I hadn't intended to work my way through the Collect for Lent in this blog, but it seems that I am - so carry on I shall.
I was trying to explain to two Year 4 classes why Christians 'do' Lent. I told them about reflecting on the events that follow on from Lent, that by giving things up we give ourselves space to think about God. I said that some Christians like to take on new things like helping other people, doing some good deeds maybe. They coped with all that very well.
Then I said that Lent was a good time for us to think how we have sinned and how we might like to change and be a little better. A lad asked if it was my job to tell people that they have been naughty. I said no. He asked if someone else told Christians that they had been naughty. I said no, no really. He then asked why Christians thought they had been naughty when no-one had told them. I said that because we know we are not perfect that we kinda just know. He then asked if that is why Christians are always sad-looking. Game set and match the lad. I was lost for a quick-fix answer!
The thing about being a Christian is that we are in constant danger of getting the focus wrong. Many of us seem driven to place our sins in the middle of the canvass that is our lives rather than the goodness and love of God. I think that that is because we can more easily believe that we're 'but worms', rather than believe that God loves us. One is innate, the other acquired. I don't believe that we worthily lament our sins. I think that we tend towards obsessively grieving them.
So what is worthy lamentation, Mr Curate? - I hear you yell with one voice.
Worthy - useful, of value, virtuous
Lament - to express grief, mourn, to regret
In short, we are called to attend to our sinfulness and our sins with valuable regret, with virtuous mourning - not obsessively. In other words, we take note, we regret, we mourn and we learn; we learn, we express sorrow, we seek forgiveness and we move on. This takes inestimable courage. Most of us are given two arms, two hands and one heart. As I say to my kids, there is only so much I can do at once, and so it is for us. If we are laden with our obsessive griefs, we will never have the capacity to embrace the love and hope that underpins any and all forgiveness.
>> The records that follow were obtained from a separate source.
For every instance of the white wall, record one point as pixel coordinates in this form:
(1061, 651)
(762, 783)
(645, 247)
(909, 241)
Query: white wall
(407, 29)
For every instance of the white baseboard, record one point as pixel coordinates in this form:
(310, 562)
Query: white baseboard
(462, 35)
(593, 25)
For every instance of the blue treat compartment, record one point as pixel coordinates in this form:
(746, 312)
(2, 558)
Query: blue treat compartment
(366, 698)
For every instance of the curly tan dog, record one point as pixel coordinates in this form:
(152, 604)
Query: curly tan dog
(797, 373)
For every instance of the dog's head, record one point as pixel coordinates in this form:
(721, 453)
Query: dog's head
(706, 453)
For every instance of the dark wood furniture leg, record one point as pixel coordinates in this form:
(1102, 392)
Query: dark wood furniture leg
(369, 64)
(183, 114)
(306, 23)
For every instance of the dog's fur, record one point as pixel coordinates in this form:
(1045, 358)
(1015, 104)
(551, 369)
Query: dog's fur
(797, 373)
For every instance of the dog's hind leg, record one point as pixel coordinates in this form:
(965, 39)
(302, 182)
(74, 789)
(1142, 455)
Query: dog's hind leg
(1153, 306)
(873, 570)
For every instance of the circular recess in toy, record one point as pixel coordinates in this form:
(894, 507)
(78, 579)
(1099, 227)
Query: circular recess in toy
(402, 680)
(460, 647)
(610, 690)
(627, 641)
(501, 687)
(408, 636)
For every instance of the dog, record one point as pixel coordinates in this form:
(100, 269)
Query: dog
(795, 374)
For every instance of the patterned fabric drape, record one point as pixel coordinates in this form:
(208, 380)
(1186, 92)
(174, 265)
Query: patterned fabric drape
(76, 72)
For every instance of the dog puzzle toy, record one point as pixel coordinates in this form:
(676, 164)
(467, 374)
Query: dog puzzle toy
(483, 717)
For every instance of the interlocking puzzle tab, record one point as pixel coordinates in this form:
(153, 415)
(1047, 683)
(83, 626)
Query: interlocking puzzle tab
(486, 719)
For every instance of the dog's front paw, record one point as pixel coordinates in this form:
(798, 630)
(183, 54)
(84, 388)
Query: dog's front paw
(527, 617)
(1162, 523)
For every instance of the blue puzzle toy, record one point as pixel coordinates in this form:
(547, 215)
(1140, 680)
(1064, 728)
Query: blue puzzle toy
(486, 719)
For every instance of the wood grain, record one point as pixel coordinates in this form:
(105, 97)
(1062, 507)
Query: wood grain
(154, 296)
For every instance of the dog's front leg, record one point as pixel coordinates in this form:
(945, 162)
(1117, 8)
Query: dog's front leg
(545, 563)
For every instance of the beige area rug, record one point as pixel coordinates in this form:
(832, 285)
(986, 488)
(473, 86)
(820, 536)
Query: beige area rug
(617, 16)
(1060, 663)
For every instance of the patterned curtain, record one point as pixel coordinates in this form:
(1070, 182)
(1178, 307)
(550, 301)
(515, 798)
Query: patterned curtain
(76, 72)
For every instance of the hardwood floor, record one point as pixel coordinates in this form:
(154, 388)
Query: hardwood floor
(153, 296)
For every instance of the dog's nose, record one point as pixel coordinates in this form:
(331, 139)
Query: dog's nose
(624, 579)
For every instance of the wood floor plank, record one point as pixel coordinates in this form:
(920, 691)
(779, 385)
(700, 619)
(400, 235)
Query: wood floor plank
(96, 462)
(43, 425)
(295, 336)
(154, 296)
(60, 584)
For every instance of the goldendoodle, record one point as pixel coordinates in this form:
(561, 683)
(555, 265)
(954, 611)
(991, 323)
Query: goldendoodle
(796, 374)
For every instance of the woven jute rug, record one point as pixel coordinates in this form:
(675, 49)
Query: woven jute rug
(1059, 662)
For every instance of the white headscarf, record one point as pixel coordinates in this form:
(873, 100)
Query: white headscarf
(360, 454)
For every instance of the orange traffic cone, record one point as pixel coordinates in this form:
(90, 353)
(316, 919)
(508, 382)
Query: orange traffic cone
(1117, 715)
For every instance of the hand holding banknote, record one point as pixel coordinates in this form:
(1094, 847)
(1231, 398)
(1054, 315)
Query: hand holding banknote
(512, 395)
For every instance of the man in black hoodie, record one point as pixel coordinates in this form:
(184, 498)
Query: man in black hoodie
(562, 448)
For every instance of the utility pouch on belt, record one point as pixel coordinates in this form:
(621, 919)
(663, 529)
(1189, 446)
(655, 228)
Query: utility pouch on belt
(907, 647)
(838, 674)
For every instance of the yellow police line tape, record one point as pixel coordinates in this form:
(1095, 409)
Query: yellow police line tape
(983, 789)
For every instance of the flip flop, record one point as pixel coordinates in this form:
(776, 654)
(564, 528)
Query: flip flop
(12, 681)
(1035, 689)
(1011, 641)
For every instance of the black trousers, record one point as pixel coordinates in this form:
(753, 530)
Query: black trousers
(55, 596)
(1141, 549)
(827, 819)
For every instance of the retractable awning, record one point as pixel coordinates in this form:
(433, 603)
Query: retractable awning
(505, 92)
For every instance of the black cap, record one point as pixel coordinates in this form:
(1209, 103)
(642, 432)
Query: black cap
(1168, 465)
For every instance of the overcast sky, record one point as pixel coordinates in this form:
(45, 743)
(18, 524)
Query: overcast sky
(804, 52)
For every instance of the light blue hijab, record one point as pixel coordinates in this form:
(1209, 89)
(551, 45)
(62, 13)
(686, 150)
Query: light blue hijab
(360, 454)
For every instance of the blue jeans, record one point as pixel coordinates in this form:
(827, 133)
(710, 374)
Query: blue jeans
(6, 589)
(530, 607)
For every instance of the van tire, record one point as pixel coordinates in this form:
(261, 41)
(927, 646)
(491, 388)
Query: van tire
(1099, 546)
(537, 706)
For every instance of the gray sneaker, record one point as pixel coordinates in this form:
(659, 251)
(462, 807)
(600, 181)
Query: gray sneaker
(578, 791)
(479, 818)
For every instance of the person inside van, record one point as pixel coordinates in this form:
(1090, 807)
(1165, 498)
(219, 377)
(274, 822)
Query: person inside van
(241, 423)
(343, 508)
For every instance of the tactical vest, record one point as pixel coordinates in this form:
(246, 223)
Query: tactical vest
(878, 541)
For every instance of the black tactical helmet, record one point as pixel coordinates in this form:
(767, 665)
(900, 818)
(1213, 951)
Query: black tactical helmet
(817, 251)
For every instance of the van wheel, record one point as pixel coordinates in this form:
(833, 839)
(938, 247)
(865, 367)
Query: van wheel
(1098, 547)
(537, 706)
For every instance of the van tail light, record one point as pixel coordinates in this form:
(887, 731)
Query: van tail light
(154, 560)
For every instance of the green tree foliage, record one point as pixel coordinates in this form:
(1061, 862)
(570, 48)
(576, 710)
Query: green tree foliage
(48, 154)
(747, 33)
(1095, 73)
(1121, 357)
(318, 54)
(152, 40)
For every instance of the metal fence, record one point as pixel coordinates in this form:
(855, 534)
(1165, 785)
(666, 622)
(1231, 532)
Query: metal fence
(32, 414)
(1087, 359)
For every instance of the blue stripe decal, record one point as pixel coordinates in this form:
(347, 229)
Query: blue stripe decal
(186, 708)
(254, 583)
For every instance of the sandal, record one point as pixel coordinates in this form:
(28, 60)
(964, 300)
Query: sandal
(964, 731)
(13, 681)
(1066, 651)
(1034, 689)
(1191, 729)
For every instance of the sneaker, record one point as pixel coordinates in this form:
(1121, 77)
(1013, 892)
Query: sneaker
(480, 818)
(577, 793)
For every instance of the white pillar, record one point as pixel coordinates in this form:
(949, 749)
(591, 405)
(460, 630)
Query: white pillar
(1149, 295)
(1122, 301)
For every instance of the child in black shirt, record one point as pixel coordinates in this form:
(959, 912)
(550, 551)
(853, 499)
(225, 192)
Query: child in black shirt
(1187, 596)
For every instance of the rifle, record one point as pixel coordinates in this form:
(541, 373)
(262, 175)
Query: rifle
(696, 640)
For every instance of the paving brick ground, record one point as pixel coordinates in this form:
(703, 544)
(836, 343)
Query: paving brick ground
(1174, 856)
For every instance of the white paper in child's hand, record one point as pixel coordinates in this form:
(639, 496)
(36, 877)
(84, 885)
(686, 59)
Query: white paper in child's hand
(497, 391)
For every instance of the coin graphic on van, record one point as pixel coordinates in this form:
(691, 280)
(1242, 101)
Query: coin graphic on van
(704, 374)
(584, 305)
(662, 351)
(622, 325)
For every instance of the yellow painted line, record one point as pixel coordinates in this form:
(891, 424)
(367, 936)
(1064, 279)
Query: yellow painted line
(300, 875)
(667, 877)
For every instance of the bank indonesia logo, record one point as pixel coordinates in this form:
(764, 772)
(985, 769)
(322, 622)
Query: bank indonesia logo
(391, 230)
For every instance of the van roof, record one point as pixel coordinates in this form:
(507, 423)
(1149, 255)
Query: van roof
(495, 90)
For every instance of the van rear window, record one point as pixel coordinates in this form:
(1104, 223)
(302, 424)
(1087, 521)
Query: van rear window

I think there is merit in assessing the value of self-reproach that never wains. Many (if not all) of us have those things in our hearts that we labour with after years and years. Such energy and dedication is required to carry such a load when in the end we are called, as Jesus followers, to lay them at the foot of the Cross and accept the gift that was once hanging upon it. I might even go so far as to say that endlessly burdening ourselves with our past sins, especially after receiving absolution, is a sin itself - a sin of ingratitude and wasted time and energy. At worst, it may even err towards a sin of vanity.